Also starring Annabelle Apsion as the nurse, Kate Ashfield as Lucy, Colin J Farrell as Nick, Aisling O'Sullivan as Carol, Megan Thorp as Alice and Kim Wall as the barman. Screenplay by Alexander Stuart, directed by Tim Roth.
Cinematic intelligence sources
Special Agent Matti
Theatrical reportDarkness in Devon.
Like a lot of good actors turned directors, Tim has chosen a script which really gets into the nitty gritty of life. The characters are down to earth, flawed and vulnerable. The plot is interesting, inventive and intense. The film is a work of art. (you might like to compare The warzone with Gary Oldman's Nil by mouth, especially since it also deals with family violence and casts Ray as an abusive father!)
The story, of course, is about the fragility of the traditional family unit and how easy it is to destroy it from within (perhaps that's why right wing moralists are so scared of anyone who doesn't follow their lead). How easy it is for men to do what is wrong and to convince themselves that it must be done. How easily they coerce their victims to silence and self loathing.
On to the review. This whole film is wonderfully understated. the people are ordinary people living ordinary lives; they wear ordinary clothes and have bad skin. They go shopping for groceries. Yet underneath this banality there lurks a demon. Ray brings this monster out of the darkness in doses so small that at first you might balk at accepting it but in the end you do. Little by little the moral high ground is eroded from under your feet. You are sucked into the depravity that lurks in human souls and there is no escape. Just like Jesse.
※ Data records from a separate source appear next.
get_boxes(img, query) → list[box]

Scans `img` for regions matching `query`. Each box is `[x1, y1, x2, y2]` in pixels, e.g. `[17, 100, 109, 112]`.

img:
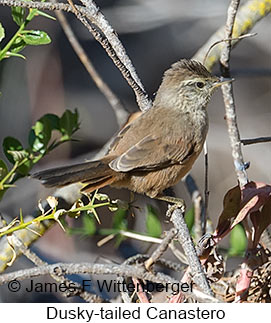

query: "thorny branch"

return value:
[0, 0, 151, 111]
[10, 235, 105, 303]
[220, 0, 248, 187]
[55, 11, 128, 127]
[0, 0, 271, 302]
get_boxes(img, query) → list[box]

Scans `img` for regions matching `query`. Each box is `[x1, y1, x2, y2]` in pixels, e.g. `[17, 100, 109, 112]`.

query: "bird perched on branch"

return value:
[33, 59, 232, 201]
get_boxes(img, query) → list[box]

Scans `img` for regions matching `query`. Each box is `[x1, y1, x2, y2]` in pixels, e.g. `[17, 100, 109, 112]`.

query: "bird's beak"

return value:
[213, 77, 234, 89]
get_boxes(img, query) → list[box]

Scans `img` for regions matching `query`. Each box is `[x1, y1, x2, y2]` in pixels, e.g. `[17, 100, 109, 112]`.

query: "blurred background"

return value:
[0, 0, 271, 302]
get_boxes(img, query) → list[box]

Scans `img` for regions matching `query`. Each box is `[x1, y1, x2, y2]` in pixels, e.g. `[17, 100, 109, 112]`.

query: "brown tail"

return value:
[32, 161, 115, 192]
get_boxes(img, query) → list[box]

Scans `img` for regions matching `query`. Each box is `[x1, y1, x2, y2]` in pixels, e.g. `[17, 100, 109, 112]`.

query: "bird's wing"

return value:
[109, 135, 195, 172]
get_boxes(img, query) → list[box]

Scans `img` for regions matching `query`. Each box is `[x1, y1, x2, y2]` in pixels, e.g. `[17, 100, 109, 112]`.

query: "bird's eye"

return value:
[196, 82, 204, 89]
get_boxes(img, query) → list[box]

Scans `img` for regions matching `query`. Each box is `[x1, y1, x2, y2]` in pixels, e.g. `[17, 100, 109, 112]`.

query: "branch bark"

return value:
[220, 0, 248, 187]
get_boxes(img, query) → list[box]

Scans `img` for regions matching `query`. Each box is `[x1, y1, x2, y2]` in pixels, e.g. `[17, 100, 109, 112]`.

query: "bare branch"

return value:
[11, 235, 105, 303]
[193, 0, 271, 70]
[241, 137, 271, 146]
[220, 0, 248, 187]
[171, 208, 213, 296]
[0, 0, 152, 111]
[145, 228, 177, 270]
[55, 11, 128, 127]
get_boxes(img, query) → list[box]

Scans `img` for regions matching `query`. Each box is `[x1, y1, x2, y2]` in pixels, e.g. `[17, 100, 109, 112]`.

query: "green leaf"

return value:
[43, 113, 60, 130]
[10, 37, 26, 56]
[21, 30, 51, 46]
[3, 137, 24, 164]
[28, 116, 52, 154]
[6, 52, 26, 59]
[3, 137, 32, 176]
[0, 22, 5, 42]
[184, 207, 195, 232]
[146, 205, 162, 237]
[83, 214, 96, 236]
[11, 7, 26, 26]
[59, 110, 79, 140]
[113, 209, 127, 230]
[37, 10, 56, 20]
[228, 224, 247, 257]
[0, 159, 8, 180]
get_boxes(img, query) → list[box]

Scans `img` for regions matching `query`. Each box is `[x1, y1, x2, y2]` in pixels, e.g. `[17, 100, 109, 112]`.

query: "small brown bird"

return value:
[33, 59, 232, 200]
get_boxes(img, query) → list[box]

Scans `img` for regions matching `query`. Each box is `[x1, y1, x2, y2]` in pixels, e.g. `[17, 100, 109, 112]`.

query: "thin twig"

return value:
[241, 137, 271, 146]
[193, 0, 271, 71]
[55, 11, 128, 127]
[205, 141, 210, 235]
[203, 33, 257, 65]
[171, 208, 214, 296]
[183, 174, 206, 241]
[0, 0, 152, 111]
[11, 234, 105, 303]
[220, 0, 248, 187]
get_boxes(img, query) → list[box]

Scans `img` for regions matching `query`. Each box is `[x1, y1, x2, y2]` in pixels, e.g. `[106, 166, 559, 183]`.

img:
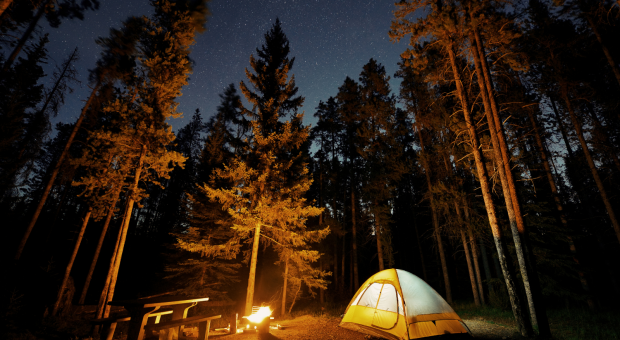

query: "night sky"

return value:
[44, 0, 406, 130]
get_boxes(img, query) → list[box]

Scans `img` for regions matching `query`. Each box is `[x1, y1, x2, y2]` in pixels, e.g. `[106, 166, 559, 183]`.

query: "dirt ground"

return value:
[203, 315, 522, 340]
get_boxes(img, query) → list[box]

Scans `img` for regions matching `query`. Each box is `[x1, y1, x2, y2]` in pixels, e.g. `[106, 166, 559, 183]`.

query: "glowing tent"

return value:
[340, 269, 467, 340]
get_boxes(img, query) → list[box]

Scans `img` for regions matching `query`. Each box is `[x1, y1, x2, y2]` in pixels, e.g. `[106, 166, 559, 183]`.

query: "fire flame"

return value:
[248, 307, 271, 323]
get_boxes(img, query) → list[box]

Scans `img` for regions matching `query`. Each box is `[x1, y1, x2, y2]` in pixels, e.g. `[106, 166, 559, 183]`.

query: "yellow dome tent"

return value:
[340, 269, 467, 340]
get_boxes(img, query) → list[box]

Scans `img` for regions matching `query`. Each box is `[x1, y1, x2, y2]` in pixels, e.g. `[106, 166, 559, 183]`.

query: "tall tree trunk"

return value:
[413, 219, 428, 282]
[93, 205, 127, 336]
[585, 14, 620, 89]
[461, 229, 480, 306]
[375, 201, 385, 271]
[78, 185, 122, 305]
[52, 208, 93, 315]
[245, 225, 260, 315]
[351, 184, 360, 291]
[470, 29, 539, 327]
[527, 108, 596, 311]
[104, 145, 146, 317]
[417, 126, 452, 303]
[15, 84, 99, 261]
[447, 42, 533, 337]
[560, 82, 620, 242]
[282, 258, 288, 317]
[2, 0, 51, 73]
[334, 235, 340, 291]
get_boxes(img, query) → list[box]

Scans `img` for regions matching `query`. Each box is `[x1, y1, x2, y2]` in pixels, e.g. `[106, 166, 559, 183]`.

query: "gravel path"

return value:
[202, 315, 524, 340]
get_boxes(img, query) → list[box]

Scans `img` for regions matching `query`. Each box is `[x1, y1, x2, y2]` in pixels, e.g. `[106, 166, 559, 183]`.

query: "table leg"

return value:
[170, 302, 196, 340]
[125, 306, 159, 340]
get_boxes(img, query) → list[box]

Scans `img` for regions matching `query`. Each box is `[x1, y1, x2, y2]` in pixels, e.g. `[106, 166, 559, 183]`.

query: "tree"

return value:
[202, 20, 329, 315]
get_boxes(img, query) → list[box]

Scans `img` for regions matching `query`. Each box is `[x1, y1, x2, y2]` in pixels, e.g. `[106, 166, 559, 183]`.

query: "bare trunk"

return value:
[15, 84, 99, 261]
[52, 208, 92, 315]
[413, 220, 428, 282]
[527, 109, 596, 311]
[561, 83, 620, 242]
[461, 230, 480, 306]
[78, 185, 121, 305]
[447, 43, 533, 337]
[245, 225, 260, 315]
[375, 202, 385, 271]
[104, 145, 146, 318]
[2, 0, 51, 73]
[417, 126, 452, 303]
[351, 185, 360, 291]
[282, 258, 288, 317]
[288, 282, 303, 314]
[474, 29, 551, 338]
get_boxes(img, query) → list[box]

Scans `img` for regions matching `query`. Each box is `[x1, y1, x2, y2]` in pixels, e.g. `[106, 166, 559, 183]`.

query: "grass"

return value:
[453, 302, 620, 340]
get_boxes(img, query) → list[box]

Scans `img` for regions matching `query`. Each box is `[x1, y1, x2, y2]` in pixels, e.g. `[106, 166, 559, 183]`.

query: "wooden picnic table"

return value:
[108, 295, 209, 340]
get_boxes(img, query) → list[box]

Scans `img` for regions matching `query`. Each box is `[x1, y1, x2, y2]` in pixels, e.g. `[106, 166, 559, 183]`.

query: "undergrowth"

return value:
[453, 302, 620, 340]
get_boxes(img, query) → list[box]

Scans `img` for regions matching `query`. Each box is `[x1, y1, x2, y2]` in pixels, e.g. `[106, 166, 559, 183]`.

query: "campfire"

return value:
[243, 306, 272, 334]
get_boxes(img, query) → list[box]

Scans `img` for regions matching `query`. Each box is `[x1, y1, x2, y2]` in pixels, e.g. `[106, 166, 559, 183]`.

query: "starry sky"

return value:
[43, 0, 406, 130]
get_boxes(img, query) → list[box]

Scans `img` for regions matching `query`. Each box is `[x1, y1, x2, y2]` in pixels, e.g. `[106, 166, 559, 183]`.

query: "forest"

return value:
[0, 0, 620, 339]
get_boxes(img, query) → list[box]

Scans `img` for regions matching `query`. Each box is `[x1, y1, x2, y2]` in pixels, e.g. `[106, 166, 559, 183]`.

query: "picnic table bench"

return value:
[108, 295, 215, 340]
[91, 309, 172, 340]
[144, 315, 222, 340]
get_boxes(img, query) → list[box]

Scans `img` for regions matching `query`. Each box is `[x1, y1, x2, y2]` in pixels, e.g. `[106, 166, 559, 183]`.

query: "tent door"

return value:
[372, 283, 399, 329]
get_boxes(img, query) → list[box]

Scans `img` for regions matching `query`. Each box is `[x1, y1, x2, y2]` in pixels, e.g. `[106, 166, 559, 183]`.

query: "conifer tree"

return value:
[202, 19, 329, 315]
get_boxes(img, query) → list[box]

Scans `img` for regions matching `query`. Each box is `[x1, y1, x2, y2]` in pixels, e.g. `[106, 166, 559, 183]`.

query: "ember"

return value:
[248, 307, 271, 323]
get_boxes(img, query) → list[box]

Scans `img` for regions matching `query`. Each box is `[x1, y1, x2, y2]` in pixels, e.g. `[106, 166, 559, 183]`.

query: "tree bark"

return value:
[561, 82, 620, 242]
[447, 42, 533, 337]
[15, 84, 99, 261]
[416, 126, 452, 303]
[413, 219, 428, 282]
[282, 258, 288, 317]
[0, 0, 51, 73]
[461, 230, 480, 306]
[78, 186, 122, 305]
[245, 225, 260, 315]
[351, 185, 360, 291]
[52, 208, 93, 316]
[375, 202, 385, 271]
[470, 30, 538, 327]
[104, 145, 146, 318]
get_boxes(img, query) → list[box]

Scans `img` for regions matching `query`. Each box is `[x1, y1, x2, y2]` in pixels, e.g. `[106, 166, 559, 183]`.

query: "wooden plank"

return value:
[144, 315, 222, 331]
[108, 296, 209, 308]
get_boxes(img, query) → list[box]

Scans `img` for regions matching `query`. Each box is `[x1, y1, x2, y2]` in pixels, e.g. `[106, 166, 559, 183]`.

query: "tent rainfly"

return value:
[340, 269, 468, 340]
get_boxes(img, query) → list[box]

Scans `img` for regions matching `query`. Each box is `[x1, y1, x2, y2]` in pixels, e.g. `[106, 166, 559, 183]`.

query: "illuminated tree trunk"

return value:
[461, 230, 480, 306]
[413, 220, 428, 282]
[375, 201, 385, 271]
[103, 145, 146, 318]
[78, 186, 121, 305]
[52, 208, 92, 315]
[447, 43, 533, 337]
[470, 36, 538, 327]
[351, 184, 360, 291]
[282, 258, 288, 316]
[245, 225, 260, 315]
[526, 109, 596, 311]
[417, 126, 452, 303]
[15, 84, 99, 261]
[560, 82, 620, 242]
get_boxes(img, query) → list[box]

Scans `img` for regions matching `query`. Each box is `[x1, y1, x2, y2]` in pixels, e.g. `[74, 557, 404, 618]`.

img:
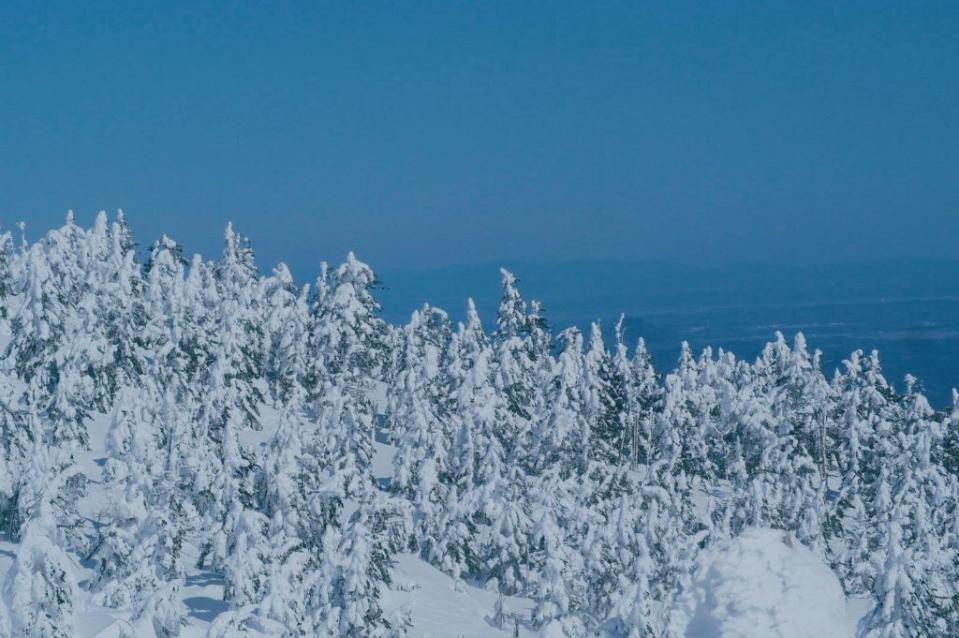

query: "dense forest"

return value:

Lara's character is an intelligent, alert, outgoing girl who also happens to be the victim of sexual abuse. Her only defence has been denial and despair, every happy moment is underlaid by slithering darkness. Lara goes places that most actors shudder to think about and then returns so that you must witness every horror that Jesse has been through. It is an astoundingly rich performance. Tilda, on the other hand, has little more to do than react to her circumstances but this she does very well.
But the story rides entirely on the slim shoulders of Freddie's adolescent alter ego. No matter what the rest of the cast may do, it is he who carries the burden for selling the story. Not only did I buy that story, I put in an advance order for the t-shirt. It is not often that a character can appear to be do nothing yet rivet your eyes to the screen. Tom is so deep ("Still waters...") that a blink of the eyes, or even an absence of a blink, has significance. Freddie runs the gamut from total passivity to total activity without any loss of truth. Every moment he is on the screen he draws your eye.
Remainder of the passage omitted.